The Good Lie
The Blind Glide
Grade: B
Director: Philippe Falardeau
Starring: Reese Witherspoon, Arnold Oceng, Ger Duany, Emmanuel Jal, Corey Stoll, and Kuoth Wiel
MPAA Rating: PG-13
Running Time: 1 hr. 50 min.
A film of limitless sincerity and sentimentality, The Good Lie manages to be both workmanlike and earnest in its portrayal of the “Lost Boys of Sudan,” the gender-specific moniker given to the tens of thousands of children displaced and/or orphaned during the Sudanese Civil War that began in 1983.
The Good Lie is only the latest in a series of films over the last decade centered on the Lost Boys’ plight, chief among them God Grew Tired of Us: The Story of Lost Boys of Sudan, the 2006 Sundance-winning documentary. The Good Lie’s ad poster prominently spotlights the image of top-billed star Reese Witherspoon in a manner that viewers might mistake her role as an Out of Africa or The Blind Side retread. However, Canadian director Philippe Falardeau (Monsieur Lazhar) and writer Margaret Nagle get one thing right by focusing their story on a quartet of lost children and their arduous odyssey from a brutal homeland to a strange, detached new life in America.
The film begins with a start, the massacre of a thousand-years-old village in Sudan that leaves the adults slain and a handful of their children orphaned. During the ensuing years spent aimlessly wandering through the desert, their numbers are further whittled down by marauding militias, starvation, thirst and carnivores.
Mamere, now the de facto tribal chief, along with Jeremiah, Paul and Abital reach a refugee camp on the Ethiopian border, where they live for another 13 years until a literal luck of the draw earns them placement with American foster homes by a religious organization. Mamere (Arnold Oceng), Jeremiah (Ger Duany) and Paul (Emmanuel Jal) are sent to live in Kansas City, while their “sister” Abital (Kuoth Wiel) is required to reside in Boston.
Their separation forms the majority of the tension during the film’s second half, which shifts exclusively to Mamere, Jeremiah and Paul’s fish-out-of-water life in Kansas City. They stare mouth agape at skyscrapers, telephones and Jello molds. They cannot comprehend the notion of an unmarried adult woman or discarding food as garbage.

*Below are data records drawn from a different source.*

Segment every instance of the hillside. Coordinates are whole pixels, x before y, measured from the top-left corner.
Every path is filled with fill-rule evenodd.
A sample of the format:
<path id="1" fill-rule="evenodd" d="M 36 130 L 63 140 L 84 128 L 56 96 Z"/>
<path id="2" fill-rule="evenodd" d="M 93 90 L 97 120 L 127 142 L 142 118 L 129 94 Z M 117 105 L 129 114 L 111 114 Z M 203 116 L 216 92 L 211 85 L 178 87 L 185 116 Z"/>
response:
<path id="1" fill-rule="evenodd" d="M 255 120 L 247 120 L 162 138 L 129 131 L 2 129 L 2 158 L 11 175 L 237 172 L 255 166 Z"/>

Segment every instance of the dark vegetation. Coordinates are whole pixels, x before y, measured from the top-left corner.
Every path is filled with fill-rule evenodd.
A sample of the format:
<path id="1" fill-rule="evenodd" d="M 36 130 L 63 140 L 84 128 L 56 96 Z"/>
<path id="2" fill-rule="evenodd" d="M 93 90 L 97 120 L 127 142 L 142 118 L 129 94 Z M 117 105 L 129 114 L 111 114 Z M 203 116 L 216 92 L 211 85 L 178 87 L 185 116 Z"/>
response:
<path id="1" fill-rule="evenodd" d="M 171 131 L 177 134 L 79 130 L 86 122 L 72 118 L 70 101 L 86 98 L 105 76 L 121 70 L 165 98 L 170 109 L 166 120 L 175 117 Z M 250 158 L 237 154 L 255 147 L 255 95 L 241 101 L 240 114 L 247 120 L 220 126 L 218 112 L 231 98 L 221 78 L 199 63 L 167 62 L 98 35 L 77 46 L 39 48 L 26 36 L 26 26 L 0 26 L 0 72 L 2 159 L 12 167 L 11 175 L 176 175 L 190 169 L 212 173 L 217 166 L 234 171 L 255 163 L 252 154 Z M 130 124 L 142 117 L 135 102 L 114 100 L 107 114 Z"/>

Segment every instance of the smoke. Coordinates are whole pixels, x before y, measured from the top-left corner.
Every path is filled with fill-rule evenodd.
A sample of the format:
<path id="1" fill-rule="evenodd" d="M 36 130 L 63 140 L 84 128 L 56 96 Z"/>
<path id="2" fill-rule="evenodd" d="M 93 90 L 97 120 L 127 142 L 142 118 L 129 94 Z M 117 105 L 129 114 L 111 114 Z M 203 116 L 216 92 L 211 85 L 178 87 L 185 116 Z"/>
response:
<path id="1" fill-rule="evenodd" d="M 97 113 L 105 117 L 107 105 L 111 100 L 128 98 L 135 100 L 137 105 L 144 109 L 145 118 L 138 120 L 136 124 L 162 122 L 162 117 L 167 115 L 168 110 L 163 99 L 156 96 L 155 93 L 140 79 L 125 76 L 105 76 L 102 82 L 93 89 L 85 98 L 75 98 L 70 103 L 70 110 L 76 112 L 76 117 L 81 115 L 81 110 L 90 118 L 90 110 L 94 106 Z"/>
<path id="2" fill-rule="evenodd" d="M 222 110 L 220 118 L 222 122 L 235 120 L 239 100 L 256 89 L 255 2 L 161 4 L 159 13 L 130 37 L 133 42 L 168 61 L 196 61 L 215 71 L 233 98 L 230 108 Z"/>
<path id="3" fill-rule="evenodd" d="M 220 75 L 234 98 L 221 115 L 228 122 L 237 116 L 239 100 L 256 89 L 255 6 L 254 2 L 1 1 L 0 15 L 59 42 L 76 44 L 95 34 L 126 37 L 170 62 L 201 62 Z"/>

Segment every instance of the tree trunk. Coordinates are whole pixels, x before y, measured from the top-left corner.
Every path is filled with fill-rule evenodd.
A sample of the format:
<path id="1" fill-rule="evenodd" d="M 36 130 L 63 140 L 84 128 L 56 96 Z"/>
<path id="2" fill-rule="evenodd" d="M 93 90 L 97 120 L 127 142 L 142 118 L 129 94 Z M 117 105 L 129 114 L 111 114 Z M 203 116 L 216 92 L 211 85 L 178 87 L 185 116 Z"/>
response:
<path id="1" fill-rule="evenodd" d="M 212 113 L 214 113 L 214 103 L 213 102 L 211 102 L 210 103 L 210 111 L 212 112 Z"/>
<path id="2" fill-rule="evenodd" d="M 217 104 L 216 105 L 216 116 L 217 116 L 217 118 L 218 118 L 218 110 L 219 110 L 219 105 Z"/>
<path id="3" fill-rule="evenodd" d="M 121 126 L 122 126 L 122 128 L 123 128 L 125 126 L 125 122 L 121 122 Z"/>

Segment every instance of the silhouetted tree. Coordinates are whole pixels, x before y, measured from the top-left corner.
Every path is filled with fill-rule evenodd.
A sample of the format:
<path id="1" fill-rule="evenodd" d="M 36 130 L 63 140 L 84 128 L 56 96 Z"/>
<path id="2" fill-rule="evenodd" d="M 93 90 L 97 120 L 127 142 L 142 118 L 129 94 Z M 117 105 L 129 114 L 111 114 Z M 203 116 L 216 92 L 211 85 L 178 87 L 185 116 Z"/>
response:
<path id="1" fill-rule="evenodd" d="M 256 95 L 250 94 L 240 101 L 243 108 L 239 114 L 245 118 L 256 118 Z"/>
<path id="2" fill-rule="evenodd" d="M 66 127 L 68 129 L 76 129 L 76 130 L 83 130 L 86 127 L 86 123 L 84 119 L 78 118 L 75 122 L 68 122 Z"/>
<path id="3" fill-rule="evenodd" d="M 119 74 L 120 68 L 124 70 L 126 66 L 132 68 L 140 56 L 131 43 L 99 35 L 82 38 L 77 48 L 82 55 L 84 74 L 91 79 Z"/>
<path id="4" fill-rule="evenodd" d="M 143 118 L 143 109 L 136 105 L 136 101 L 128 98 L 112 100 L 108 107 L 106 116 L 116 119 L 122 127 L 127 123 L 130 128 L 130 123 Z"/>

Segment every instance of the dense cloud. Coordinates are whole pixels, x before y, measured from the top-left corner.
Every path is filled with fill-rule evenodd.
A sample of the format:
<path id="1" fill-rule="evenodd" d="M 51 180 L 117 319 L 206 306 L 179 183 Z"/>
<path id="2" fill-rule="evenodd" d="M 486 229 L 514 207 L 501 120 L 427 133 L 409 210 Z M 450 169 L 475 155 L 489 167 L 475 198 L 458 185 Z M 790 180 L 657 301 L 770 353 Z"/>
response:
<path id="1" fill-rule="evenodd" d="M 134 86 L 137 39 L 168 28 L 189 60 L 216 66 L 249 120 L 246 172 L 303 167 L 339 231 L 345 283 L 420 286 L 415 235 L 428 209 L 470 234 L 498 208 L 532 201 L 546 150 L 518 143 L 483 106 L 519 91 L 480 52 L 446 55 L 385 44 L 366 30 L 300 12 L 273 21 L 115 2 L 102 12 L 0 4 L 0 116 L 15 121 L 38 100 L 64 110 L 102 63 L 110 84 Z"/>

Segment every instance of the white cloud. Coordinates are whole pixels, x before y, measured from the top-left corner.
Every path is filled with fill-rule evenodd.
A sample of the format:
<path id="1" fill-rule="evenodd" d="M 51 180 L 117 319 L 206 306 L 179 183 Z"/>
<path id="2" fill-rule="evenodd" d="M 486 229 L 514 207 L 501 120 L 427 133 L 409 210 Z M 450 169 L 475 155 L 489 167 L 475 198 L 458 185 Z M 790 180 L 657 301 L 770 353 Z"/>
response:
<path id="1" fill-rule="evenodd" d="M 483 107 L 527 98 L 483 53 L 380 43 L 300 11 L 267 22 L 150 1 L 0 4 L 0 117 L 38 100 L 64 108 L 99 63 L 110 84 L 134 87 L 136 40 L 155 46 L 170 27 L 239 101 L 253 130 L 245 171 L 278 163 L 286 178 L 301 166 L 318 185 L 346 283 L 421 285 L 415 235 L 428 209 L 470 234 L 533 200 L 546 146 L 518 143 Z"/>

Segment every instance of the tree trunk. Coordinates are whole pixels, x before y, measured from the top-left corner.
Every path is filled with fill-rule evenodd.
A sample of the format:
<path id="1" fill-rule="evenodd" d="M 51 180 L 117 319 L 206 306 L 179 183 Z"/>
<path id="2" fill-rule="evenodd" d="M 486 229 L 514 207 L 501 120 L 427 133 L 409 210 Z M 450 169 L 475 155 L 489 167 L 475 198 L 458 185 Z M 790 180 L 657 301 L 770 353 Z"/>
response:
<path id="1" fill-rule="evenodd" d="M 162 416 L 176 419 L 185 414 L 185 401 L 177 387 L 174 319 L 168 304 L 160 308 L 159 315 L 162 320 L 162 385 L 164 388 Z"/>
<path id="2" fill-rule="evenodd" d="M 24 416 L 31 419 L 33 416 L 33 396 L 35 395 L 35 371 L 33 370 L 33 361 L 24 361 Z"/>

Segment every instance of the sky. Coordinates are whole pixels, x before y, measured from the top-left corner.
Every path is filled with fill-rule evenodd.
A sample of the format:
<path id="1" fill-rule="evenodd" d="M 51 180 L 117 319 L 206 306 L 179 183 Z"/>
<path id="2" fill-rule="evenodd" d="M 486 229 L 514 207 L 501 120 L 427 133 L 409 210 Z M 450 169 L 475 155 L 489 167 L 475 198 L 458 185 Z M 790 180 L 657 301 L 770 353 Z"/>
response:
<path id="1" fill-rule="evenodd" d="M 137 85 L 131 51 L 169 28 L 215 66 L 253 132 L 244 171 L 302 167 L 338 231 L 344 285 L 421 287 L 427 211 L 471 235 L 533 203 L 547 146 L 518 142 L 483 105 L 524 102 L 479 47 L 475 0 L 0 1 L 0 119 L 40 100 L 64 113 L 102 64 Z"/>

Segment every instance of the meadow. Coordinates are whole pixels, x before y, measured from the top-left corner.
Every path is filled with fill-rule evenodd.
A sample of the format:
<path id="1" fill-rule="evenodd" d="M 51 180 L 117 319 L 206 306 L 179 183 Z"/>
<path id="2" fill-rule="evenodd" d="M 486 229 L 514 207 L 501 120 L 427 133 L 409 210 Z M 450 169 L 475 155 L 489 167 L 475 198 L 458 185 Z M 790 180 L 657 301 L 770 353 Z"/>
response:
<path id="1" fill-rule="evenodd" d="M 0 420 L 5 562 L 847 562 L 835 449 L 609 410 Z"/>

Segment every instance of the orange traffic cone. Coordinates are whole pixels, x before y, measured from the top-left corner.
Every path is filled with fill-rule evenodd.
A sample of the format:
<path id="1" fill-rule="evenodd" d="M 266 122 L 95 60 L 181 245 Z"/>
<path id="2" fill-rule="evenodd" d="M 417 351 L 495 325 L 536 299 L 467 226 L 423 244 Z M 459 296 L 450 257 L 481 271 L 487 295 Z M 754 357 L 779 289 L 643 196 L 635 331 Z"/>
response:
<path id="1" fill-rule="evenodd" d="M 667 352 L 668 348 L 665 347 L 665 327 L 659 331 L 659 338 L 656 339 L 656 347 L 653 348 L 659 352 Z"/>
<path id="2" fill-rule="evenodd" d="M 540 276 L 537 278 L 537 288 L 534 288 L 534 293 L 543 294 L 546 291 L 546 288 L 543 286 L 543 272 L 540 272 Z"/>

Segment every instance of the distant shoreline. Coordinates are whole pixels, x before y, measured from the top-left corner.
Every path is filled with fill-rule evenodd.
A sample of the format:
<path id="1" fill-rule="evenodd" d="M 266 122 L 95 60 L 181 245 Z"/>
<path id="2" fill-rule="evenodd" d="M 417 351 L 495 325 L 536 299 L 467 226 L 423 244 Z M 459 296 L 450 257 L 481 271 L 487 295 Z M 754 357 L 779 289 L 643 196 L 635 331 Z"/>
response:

In the spirit of true capitalism, the boys’ residence in the country is contingent on obtaining employment within six months (they have to pay for their plane tickets over, as well). So, enter job-placement coordinator Carrie Davis (Witherspoon), a sassy, single slob with men on the side and a heart of gold. Carrie’s boss, cattle farmer Jack (Carey Stoll), warns her not to get personally involved with the immigrants’ lives. So, of course that’s exactly what she ends up doing.
As affecting as the film’s first half feels, its second stanza is perfunctory and even anticlimactic. Mamere wants to become a doctor, so even as he struggles with everyday life in America, he’s suddenly seen studying medical textbooks. Jeremiah quits his grocery clerk job after his boss objects to giving old food away to poor people, so naturally he becomes a lay minister at the local church. Paul is a whiz at the faucet assembly plant, but his productivity and emotional stability suffers due to the absence of Abital and the introduction of Mary Jane (not a person).
The film’s title refers to the fibs we tell for the sake of greater good. However, it’s doubtful that The Good Lie conveys all the truths of this story. The motives of the faith-based organizations ferrying children from war torn Sudan are cast as nothing but altruistic, while any racism that the Lost Boys regularly encountered upon reaching the United States is white-washed away.
However, the film sustains thanks to its earnest core and cast—Duany (who you might recall from his bit role in I Heart Huckabees), Jal and Wiehl are actual lost child survivors of the Sudan civil war. The Good Lie isn’t a definitive account of the Lost Boys of Sudan and the immigration by some to America, but it’s a suitably affecting primer.